Presenter: Mark McLelland

Abstract: ‘Researching the Japanese Internet

Despite the fact that the once dominant position the English language occupied as the primary language of the Internet is being constantly eroded by the emergence of Internet cultures in other languages, surprisingly little research has been published in English on these emerging language communities. In 2001 47.6% of the online population was using English. In 2004 this had slipped to 38.5% (http://www.global-reach.biz/globstats/index.php3). The two largest language populations after English are currently Chinese (14.1%) and Japanese (9.6%), languages rarely spoken or read by native English speakers who are not also of Chinese or Japanese ancestry. While Chinese, like English, functions as a lingua franca for a disparate population of mainly ethnic Chinese resident in geographically dispersed locations such as China, Taiwan, Singapore, Malaysia and the US, the Japanese language is much more closely associated with Japanese nationality (not simply ethnicity) and the vast majority of websites in Japanese are hosted by servers in Japan. As Gottleib notes, "In the case of the Japanese script, geographical location remains very much a predictor of social practice and preference" - material published in the Japanese language whether in print or on the Internet, tends to originate in Japan and speak to specifically Japanese concerns.

As a non-ethnic Japanese researcher of Japan whose primary use of the Internet is in Japanese, I find much conventional Internet research which is based on models developed through investigation of English-language users to be unhelpful when investigating Japanese Internet communities and practices. This presentation offers a brief history of the development of the Internet in Japan, discusses some of the particularities of Japanese Internet use and offers a case study of one Japanese online community - Japanese transgenders. In so doing, I suggest that the investigation of non-European language communities on the Internet is an important new direction for Internet researchers.

 

Bio

Mark McLelland

Dr Mark McLelland is an ARC Postdoctoral Research Fellow in the Centre for Critical and Cultural Studies, University of Queensland.
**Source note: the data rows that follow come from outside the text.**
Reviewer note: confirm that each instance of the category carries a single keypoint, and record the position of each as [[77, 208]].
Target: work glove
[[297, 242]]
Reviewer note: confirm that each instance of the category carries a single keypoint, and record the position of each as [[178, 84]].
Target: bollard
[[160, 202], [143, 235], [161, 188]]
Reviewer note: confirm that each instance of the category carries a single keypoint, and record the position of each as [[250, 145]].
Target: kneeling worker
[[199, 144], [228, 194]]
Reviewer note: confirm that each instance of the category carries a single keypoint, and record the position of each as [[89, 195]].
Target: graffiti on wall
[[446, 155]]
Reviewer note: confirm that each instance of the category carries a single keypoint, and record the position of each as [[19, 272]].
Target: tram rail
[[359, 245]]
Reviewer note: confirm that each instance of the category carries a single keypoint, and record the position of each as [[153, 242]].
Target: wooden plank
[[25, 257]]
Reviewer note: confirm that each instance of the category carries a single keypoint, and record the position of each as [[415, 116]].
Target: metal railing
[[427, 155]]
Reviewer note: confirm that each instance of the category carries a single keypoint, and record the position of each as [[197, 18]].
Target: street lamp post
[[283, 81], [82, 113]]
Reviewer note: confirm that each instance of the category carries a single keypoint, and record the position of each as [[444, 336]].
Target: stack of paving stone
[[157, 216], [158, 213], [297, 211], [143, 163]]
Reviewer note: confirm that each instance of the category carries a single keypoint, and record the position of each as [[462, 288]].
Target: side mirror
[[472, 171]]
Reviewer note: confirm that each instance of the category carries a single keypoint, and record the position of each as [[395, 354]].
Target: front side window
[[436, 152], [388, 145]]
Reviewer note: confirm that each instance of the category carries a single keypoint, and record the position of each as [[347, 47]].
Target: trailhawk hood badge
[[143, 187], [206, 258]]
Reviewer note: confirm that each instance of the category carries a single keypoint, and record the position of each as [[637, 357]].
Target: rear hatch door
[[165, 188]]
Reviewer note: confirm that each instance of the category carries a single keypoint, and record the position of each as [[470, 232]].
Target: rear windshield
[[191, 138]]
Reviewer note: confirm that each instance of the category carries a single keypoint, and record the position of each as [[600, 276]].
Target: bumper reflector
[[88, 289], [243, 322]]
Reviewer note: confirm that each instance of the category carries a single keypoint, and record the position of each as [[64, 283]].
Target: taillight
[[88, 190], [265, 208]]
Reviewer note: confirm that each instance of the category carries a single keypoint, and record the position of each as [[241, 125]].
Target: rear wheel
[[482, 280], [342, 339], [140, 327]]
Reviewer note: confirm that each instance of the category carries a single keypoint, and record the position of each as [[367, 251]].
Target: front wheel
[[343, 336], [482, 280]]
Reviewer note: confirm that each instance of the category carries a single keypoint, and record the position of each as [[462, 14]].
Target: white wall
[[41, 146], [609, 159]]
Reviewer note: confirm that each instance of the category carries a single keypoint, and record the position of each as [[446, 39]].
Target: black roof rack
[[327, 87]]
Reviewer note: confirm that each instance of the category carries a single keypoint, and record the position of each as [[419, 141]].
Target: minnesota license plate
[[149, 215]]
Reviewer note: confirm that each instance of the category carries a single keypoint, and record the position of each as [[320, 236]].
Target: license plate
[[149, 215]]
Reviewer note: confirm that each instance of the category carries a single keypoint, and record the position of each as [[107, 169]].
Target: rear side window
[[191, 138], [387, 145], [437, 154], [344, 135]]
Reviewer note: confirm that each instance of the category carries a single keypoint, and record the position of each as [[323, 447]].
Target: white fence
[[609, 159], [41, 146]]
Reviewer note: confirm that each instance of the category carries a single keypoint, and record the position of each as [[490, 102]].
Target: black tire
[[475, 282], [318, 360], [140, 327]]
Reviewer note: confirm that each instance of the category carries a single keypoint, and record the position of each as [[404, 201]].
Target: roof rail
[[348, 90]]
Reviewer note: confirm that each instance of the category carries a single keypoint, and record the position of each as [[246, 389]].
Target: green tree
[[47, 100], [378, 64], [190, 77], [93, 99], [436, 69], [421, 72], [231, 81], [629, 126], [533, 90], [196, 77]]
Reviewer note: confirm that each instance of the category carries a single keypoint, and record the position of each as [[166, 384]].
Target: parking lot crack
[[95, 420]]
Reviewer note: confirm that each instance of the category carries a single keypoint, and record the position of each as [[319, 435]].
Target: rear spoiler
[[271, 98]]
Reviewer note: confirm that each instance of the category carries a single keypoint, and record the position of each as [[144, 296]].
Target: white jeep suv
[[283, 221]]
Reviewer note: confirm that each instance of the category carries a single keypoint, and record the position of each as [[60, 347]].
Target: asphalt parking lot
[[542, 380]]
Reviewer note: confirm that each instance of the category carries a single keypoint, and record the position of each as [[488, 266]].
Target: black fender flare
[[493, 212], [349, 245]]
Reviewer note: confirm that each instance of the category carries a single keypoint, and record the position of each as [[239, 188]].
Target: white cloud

Mark is the author of Male Homosexuality in Modern Japan : Cultural Myths and Social Realities ( RoutledgeCurzon, 2000) and co-editor of the collections Japanese Cybercultures (Routledge, 2003), Genders, Transgenders and Sexualities in Modern Japan (Routledge, in press) and Queer Voices from Japan ( Lexington , forthcoming).

He has published numerous journal papers and book chapters on the intersections between gender, sexuality and new technologies in Japan. Mark is also a co-founder and convener of AsiaPacifiQueer, a network of Australia-based researchers who work on queer histories and cultures in the Asia-Pacific region. Mark's new monograph Queer Japan from the Pacific War to the Internet Age will be released by Rowman and Littlefield in April 2005.